Außerdem kann sich mit Blick auf das Werk von Andreas Gursky Fotokunst als gute Geldanlage in den schwierigen Zeiten des Euro darstellen.

Bei der Suche, was sich so noch bei moderner Landschaftsfotografie anbietet, stieß ich beim Surfen auf Massimo Vitali, einen italienischen Fotokünstler. Massimos Fotoarbeiten bilden Landschaften und Räume, die von einer menschlichen Ebene überlagert werden, ab. Bevölkerte Strände, Hotelpools, Diskotheken und verschneite Berghänge mit Skipisten zeigen den Mensch als Herdentier, lassen aber auch die Einzelnen erkennen und erzählen ihre Geschichten.

Wie groß wirkt der Kontrast beim Betrachten von Massimos Bildern zwischen den Stränden an der italienischen Adria und denen auf Taiwan.

Gewöhnlich neigt der Mensch in Taiwan nicht dazu den Strand zu mögen. Fantastisches Wetter im Winter mit angenehmen Wasser- und Lufttemperaturen, Sonnenschein, tolles Pools, traumhafte Strände sind alles keine Gründe, die hier zu einem wirklichen Strandleben führen.

Regelmäßig ist an den Stränden die Atoka-Dichte im Vergleich zum Rest auf Taiwan besonders hoch. Offenbar zieht es den westlichen Besucher deutlich stärker zu den Sandstreifen am Meer als die taiwanisch-asiatischen Bevölkerungsteile.

Dabei gibt es alles. An den Stränden sind Schwimmbereiche abmarkiert und überwacht. Von Sonnenschirmen bis zum Jet-Ski-Verleih steht für den angemessenen Aufenthalt und die verschiedensten Arten des Wassersports vieles bereit. Natürlich hat jedes große Hotel tolle Schwimmbecken. Aber trotzdem kommt keine richtige Stimmung auf, wie der Tourist sie aus Mittelmeerländern kennt.

Während des gesamten mehrtägigen Urlaubsaufenthaltes war der Pool im „Howard´s Hotel“ in Kenting leer. Was soll Luo You alleine seine Runden in den vereinsamten Becken drehen, wenn ihm selbst die treue Ehefrau die Gefolgschaft verweigert?

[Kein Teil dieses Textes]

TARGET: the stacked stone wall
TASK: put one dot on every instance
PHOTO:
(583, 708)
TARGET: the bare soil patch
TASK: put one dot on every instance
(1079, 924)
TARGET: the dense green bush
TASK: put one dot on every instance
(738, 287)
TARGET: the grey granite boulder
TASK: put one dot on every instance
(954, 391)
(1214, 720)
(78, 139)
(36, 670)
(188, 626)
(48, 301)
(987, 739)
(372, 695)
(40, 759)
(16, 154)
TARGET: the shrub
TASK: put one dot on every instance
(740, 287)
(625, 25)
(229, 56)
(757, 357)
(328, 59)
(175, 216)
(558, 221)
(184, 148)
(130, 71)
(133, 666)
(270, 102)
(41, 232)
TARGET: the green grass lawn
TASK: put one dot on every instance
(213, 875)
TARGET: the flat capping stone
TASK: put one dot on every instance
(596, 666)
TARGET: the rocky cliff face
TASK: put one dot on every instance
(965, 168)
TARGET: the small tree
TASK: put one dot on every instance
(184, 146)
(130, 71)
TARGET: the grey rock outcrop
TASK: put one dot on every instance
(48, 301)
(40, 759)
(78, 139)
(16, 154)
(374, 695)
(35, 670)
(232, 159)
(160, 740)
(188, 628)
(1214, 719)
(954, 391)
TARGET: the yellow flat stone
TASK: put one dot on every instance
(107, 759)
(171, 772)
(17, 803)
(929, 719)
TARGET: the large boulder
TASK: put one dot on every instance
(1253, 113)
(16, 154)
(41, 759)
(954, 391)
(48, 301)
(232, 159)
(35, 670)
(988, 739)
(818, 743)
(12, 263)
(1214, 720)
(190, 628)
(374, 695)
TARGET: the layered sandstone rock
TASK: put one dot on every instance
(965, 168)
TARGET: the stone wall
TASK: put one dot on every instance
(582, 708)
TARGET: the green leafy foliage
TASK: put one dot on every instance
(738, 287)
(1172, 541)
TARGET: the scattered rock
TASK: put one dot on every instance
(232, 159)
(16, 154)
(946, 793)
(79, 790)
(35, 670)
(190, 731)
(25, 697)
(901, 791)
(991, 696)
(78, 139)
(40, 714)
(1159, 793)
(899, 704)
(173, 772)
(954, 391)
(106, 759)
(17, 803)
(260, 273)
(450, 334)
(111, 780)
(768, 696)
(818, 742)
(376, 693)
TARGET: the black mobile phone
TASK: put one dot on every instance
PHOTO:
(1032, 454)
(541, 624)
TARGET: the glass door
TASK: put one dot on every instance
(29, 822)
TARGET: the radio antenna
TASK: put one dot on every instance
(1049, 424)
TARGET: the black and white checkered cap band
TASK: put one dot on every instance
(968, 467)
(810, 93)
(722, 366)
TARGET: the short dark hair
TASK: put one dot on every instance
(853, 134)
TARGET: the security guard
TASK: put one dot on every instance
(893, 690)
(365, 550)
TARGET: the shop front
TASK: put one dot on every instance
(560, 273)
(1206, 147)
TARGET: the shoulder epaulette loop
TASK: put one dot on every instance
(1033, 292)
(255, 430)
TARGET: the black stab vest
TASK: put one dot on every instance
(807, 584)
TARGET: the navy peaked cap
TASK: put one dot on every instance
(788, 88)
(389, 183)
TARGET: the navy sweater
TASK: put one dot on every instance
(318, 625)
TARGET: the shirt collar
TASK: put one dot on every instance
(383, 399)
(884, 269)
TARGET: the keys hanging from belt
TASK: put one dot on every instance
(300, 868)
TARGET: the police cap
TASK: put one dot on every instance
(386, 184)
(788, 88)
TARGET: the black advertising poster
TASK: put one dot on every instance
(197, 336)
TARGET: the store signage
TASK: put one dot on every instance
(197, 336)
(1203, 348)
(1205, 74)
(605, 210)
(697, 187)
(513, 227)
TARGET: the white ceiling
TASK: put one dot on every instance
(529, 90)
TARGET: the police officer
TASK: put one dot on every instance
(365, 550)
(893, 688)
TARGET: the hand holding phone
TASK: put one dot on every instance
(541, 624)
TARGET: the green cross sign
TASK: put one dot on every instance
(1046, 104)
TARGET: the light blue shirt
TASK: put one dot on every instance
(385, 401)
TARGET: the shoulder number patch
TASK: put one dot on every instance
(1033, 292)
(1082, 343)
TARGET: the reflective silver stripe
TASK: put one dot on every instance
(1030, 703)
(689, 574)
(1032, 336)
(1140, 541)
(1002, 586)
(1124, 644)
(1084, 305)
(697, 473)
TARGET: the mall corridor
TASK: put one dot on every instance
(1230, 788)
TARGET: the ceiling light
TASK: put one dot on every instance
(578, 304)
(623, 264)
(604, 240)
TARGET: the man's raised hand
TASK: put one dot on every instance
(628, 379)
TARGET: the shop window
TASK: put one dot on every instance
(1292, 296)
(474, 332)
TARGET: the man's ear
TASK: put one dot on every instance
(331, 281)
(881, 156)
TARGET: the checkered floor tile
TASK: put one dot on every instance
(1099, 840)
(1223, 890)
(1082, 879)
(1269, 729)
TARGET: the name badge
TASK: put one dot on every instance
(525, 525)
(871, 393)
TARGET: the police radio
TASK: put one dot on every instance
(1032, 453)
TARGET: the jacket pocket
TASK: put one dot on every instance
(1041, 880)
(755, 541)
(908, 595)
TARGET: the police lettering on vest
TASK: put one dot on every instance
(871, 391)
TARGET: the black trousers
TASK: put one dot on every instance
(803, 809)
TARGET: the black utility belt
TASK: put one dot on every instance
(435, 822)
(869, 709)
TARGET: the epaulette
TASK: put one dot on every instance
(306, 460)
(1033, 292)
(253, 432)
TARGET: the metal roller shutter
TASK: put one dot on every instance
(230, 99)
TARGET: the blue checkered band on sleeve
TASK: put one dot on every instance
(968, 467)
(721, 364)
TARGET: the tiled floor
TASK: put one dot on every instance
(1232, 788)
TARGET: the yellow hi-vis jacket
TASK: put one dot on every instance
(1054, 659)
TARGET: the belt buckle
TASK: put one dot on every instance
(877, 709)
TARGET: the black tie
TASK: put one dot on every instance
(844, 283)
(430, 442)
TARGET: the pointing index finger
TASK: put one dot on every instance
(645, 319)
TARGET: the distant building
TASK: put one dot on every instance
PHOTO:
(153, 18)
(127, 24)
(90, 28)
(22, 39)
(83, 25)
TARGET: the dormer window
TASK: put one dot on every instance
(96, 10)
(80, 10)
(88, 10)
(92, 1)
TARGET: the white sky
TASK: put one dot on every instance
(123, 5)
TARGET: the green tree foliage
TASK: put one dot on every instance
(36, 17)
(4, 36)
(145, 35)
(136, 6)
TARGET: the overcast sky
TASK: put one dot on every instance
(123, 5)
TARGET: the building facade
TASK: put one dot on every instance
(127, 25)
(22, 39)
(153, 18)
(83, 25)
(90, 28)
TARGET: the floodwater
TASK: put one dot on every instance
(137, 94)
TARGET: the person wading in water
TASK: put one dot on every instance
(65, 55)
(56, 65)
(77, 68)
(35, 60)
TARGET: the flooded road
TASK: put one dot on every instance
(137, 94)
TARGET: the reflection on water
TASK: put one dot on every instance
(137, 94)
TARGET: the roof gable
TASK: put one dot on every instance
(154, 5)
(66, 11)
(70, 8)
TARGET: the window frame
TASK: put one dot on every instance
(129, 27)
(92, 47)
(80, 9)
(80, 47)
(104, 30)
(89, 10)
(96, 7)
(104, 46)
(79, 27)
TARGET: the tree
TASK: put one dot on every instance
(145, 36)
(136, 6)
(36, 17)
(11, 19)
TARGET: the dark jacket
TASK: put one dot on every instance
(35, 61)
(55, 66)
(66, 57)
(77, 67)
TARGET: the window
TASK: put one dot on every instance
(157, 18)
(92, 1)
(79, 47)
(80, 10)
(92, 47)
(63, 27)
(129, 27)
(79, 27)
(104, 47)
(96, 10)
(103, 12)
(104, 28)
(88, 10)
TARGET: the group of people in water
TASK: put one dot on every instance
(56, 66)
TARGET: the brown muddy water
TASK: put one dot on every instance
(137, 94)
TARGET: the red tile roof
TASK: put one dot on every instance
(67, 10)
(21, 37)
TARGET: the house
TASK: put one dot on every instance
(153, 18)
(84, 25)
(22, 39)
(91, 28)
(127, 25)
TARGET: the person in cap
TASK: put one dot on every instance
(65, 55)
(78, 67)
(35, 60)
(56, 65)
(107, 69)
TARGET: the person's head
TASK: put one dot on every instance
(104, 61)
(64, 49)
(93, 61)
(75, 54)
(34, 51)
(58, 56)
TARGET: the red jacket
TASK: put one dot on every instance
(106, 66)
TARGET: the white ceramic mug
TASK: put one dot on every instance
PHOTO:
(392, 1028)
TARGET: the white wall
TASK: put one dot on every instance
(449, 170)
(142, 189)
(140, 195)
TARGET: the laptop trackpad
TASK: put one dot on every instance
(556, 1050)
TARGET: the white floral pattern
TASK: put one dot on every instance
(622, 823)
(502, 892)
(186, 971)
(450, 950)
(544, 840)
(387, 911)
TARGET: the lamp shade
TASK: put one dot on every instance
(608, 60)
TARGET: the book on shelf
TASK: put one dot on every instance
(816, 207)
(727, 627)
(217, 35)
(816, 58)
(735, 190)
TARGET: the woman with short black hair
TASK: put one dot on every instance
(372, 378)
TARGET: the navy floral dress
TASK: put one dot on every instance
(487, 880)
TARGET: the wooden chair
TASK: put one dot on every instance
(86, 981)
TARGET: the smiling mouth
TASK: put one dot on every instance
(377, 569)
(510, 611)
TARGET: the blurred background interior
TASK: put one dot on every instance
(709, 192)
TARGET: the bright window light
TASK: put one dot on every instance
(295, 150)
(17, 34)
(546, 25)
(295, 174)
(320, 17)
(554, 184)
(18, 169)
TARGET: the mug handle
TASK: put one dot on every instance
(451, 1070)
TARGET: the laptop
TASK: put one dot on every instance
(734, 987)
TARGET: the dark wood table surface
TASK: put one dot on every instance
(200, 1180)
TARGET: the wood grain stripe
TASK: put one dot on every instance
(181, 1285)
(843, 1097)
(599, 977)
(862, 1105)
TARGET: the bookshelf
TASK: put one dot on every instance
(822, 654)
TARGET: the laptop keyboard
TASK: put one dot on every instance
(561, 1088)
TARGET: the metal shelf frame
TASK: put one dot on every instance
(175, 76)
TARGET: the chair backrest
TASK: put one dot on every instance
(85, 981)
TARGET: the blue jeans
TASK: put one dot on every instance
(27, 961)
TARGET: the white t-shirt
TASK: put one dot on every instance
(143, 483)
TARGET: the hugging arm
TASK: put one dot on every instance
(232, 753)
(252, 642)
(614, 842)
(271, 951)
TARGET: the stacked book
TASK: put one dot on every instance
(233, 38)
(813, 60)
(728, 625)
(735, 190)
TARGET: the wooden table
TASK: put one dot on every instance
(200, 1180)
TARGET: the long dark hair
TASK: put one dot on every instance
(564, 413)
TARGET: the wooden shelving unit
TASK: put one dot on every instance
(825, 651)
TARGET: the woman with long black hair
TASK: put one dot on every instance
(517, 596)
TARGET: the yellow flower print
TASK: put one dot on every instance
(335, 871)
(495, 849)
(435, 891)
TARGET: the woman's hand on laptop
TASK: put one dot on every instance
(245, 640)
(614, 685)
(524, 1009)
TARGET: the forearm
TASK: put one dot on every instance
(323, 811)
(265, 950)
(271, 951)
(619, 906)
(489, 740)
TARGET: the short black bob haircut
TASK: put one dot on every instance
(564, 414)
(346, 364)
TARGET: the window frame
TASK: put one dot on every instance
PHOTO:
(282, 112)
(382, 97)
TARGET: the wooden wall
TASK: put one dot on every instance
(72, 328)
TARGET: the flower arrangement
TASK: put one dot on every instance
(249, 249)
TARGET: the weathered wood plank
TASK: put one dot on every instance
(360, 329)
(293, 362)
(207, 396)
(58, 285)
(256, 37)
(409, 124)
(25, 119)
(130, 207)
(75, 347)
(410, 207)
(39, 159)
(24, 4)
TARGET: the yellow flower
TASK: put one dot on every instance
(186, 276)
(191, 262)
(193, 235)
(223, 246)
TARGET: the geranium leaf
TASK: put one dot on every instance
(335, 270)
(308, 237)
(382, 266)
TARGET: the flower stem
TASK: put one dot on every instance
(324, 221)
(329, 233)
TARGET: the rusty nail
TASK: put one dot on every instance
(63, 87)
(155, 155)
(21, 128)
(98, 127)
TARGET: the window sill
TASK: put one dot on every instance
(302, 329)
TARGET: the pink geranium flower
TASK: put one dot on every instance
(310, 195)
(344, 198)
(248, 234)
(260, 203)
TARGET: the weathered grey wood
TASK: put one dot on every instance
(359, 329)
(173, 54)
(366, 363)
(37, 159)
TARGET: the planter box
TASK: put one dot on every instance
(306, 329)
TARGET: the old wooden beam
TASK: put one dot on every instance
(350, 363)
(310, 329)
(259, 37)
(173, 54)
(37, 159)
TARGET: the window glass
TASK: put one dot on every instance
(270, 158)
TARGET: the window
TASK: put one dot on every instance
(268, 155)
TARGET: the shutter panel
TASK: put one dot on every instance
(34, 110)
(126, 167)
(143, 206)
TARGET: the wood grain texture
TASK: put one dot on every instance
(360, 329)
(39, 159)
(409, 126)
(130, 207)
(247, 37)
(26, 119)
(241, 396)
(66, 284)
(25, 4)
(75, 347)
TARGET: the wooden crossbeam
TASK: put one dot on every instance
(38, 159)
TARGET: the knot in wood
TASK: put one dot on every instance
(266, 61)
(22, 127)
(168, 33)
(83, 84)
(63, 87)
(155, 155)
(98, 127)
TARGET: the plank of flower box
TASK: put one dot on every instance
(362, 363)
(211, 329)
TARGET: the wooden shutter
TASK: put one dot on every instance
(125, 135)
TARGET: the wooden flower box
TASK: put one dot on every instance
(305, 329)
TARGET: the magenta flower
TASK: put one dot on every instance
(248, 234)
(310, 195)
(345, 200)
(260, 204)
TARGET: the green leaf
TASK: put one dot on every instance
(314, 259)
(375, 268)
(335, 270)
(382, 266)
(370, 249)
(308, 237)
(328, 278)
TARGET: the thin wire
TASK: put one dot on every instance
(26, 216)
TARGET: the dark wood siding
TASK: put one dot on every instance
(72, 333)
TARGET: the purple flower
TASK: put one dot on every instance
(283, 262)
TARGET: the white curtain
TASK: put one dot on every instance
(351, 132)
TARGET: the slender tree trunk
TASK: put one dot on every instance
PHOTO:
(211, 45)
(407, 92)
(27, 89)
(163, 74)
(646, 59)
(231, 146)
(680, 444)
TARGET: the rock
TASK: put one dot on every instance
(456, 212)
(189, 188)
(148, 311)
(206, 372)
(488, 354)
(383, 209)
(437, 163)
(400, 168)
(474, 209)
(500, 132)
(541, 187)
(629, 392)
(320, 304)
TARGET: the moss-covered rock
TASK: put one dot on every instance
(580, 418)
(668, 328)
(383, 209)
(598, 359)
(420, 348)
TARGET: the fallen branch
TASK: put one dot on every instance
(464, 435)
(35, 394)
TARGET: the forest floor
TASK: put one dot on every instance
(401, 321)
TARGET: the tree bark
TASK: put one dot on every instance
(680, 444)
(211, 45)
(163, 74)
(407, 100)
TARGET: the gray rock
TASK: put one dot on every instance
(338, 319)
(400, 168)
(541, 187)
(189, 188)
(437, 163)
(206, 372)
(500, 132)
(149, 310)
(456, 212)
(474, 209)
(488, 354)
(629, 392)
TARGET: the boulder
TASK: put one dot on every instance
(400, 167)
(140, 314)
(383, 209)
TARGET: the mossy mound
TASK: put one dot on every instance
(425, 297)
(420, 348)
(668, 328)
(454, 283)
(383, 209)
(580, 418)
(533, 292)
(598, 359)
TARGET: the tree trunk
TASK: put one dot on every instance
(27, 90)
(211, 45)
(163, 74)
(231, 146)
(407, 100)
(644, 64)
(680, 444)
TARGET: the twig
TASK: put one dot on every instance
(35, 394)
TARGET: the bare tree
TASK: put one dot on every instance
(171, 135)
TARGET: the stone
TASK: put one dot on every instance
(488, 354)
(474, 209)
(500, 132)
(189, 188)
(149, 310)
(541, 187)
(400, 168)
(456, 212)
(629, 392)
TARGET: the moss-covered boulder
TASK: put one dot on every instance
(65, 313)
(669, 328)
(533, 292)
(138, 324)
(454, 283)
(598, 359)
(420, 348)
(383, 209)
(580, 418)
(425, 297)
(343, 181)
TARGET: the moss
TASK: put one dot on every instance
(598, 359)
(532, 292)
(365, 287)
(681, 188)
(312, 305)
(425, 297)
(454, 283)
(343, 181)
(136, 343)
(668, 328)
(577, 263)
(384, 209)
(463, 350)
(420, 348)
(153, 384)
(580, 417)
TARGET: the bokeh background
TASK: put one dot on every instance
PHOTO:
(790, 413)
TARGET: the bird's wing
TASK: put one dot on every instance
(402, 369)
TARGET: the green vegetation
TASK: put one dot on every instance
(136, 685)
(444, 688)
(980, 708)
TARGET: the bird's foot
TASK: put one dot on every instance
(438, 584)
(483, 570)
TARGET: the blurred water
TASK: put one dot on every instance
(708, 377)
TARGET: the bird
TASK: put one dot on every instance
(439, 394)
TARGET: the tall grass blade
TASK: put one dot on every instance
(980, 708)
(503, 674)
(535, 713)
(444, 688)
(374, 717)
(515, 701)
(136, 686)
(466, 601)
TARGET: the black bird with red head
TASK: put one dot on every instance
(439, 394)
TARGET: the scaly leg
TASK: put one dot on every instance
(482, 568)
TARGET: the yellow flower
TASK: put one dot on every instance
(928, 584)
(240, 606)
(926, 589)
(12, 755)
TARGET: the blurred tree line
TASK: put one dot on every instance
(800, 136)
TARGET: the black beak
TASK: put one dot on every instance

Das quirlige Leben an so vielen Orten Taiwans, die Lust am guten Essen, die Begeisterung durch die Medien oder Mundpropaganda hochgepuschte Attraktionen in Massen am Wochenende aufzusuchen, übertragen sich einfach nicht auf die Strände.


Im Landschaftsschutzgebiet der Kuanyin Berge (觀音山風景區) bei Dashe (大社) am Wochenende. Ein paar spitze Berge im Naherholungsgebiet verwandeln die Zufahrtsstraße dahin zur Kirmes oder - mehr taiwanisch - zum Nachtmarkt am Tage.


Die Abneigung gegen Strandbesuche hängt mit vielen Bedingungen zusammen. Traditionell ist sonnengebräunte Haut in Taiwan mit schwerer Arbeit außerhalb des Hauses verbunden. Wer möchte nach einem Urlaubsaufenthalt schwer überarbeitet aussehen?

Erstrebenswertes Ziel ist es, bleich zu bleiben. Bleich sein bedeutet, einen guten Bürojob zu haben oder so wohlhabend zu sein, dass man es sich leisten zu kann, nicht übermäßig arbeiten zu müssen. Zudem führt die subtropischen Sonne schnell zu Sonnenbränden und anderen negativen gesundheitlichen Folgen. Das Hautkrebsrisiko steigt.

Von der See gehen in Taiwan Gefahren aus. Die zerstörerischen Taifune, die in der Saison von Frühjahr bis zum Herbst über die Insel hinweg ziehen, kommen vom Meer, vom Pazifik. Starke Strömungen, Felsen und Riffe sind ebenfalls Gründe, die die Zuneigung zum Meer begrenzen. Deshalb sind die Tempel der Fischer zum Meer ausgerichtet, um das Wohlwollen der Götter zu erbitten und die Risiken der Ausfahrt mit den Booten zu senken.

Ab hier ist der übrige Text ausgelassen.